Combination treatment with minimally invasive and fractional radiofrequency (RF) effectively tightens skin for patients with moderate skin laxity, potentially filling the treatment gap for patients whose skin laxity is too severe for noninvasive RF, but not severe enough to require surgery.
Authors and researchers Erez Dayan, MD, et al, treated 247 patients (234 women and 13 men) between January 2013 and December 2018 using a combination of minimally invasive bipolar RF (FaceTite, InMode) and fractional bipolar RF (Fractora modified to Morpheus8, InMode). The average age of the subjects was 55.1 years, body mass index was 24.3 and average Baker Face/Neck Classification score at baseline was 3.1. Nine percent of patients were active smokers at the time of treatment.

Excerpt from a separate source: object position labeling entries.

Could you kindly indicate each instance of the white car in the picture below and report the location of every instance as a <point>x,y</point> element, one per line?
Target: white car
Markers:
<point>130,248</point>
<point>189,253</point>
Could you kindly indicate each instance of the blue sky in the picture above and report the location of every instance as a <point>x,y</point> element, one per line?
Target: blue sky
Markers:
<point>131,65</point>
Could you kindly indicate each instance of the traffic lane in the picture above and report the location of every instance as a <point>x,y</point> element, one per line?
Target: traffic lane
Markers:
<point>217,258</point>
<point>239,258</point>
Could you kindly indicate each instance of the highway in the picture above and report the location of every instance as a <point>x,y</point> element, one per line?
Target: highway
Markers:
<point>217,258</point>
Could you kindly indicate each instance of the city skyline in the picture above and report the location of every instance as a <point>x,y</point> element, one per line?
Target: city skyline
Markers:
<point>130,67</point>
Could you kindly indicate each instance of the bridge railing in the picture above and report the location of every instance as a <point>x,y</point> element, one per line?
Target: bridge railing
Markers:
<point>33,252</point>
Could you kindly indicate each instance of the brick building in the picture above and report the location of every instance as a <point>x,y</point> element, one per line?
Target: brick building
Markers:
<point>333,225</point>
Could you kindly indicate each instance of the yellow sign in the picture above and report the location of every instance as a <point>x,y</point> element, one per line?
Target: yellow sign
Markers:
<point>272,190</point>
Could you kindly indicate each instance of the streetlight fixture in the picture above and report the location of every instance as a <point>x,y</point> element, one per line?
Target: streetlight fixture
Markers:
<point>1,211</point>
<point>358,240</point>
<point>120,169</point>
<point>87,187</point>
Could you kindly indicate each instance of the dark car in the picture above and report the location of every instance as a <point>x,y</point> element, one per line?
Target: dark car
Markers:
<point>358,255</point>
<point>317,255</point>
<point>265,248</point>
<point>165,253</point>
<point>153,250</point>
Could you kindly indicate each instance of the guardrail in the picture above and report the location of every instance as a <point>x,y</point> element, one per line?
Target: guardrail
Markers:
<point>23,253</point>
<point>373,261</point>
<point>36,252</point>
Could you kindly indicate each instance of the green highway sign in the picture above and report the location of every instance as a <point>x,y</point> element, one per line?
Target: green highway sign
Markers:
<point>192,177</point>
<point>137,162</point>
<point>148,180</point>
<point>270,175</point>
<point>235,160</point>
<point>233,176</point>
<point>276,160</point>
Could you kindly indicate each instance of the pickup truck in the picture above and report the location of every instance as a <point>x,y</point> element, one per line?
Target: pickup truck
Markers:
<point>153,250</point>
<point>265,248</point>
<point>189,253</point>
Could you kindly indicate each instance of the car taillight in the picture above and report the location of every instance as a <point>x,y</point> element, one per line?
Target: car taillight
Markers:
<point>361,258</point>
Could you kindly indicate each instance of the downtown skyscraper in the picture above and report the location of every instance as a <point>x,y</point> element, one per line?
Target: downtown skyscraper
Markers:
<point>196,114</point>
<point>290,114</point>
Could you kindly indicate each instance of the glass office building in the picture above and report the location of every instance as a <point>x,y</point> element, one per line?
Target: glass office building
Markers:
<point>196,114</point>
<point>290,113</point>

The Baker Face/Neck Classification scores improved by 1.4 points following treatment, and 93% of patients reported that they were pleased with their results and would undergo the procedure again. Complications included prolonged swelling >6 weeks (4.8%, 12/247), hardened area >12 weeks (3.2%, 8/247) and marginal mandibular neuropraxia (1.2%, 3/247), which all resolved without further intervention.
The authors noted that older patients had a larger magnitude of treatment effect (as demonstrated by a decrease in the Baker rating from pre- to post-treatment) when compared with younger patients. However, both groups demonstrated significant improvements across time.
The study was published in Plastic and Reconstructive Surgery - Global Open (August 26, 2020).